Die andere Rosaura - Hanna Schygulla Foto: Birgit Hupfeld

Hanna Schygulla als die “andere Rosaura”

Von Pedro de la Barcs klassischem Schauspiel “Das Leben ein Traum” hatte Pasolini nur Bruchstücke genutzt, die er brauchte, um die Frage nach der Grenze zwischen Wahn und Wirklichkeit nicht nur als individuelles, sondern auch als gesellschaftliches Phänomen zu behandeln. Seine Protagonistin Rosaura, eine dieser halbwilden verlorenen Kaspar Hauser-Gestalten, ist die weibliche Antwort auf Calderóns Sigismund, den sein Vater, der König von Polen, in einen Turm sperren ließ, damit sich die unheilvolle Weissagung, dass dieser ein blutrünstiger Herrscher werde, nicht erfüllen konnte.

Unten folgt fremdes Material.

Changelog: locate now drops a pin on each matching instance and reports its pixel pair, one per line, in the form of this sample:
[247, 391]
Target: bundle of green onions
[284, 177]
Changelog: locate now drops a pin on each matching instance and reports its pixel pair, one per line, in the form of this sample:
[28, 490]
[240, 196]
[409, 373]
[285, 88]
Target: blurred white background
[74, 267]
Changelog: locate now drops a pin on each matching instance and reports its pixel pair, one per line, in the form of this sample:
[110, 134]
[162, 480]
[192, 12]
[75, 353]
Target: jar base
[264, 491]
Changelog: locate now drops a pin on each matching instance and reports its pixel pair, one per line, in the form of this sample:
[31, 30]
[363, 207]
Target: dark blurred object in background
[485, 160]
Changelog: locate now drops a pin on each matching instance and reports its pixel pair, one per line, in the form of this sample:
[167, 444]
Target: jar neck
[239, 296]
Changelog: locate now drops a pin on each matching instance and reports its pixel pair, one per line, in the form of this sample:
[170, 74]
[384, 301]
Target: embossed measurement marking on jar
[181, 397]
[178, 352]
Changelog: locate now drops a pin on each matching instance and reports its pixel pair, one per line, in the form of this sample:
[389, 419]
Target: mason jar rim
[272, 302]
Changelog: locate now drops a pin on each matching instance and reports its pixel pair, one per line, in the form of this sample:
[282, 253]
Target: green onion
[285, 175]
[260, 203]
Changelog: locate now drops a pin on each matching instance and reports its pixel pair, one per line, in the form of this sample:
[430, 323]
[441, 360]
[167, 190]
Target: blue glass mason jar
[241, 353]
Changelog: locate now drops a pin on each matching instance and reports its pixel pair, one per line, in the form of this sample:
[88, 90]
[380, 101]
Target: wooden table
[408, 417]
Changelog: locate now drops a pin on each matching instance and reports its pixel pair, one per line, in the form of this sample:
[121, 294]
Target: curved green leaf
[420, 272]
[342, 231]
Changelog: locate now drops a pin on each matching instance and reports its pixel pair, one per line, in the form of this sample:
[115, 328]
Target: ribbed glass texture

Die Schauspieler müssen in der verschachtelten Inszenierung von Frank Hoffmann wiederholt ihre Rollen wechseln. Sie springen in neue Kostüme und schlüpfen in neue Identitäten. Als dramaturgische Klammer fungieren die Träume der Rosaura. Die Zuschauer werden alleine gelassen. Assoziative Szenenwechsel und große Zeitsprünge machen es nahezu unmöglich, einen Zusammenhang herzustellen.

v.l.n.r: Anne Moll, Konstantin Rommelfangen, Jacqueline Macaulay, Nicolai Despot (unten), Dominique Horwitz, Annette Schlechter, Roger Seimetz Foto: Birgit Hupfeld

v.l.n.r: Anne Moll, Konstantin Rommelfangen, Jacqueline Macaulay, Nicolai Despot (unten), Dominique Horwitz, Annette Schlechter, Roger Seimetz

Dreimal erwacht Rosaura aus einem Traum. Das erste mal taucht sie im Spanien im Jahr 1967 auf. Rosaura ist die Tochter einer adeligen Familie, die eng dem Franco-Regime verbunden ist und das Ende der Diktatur bereits vorausahnt.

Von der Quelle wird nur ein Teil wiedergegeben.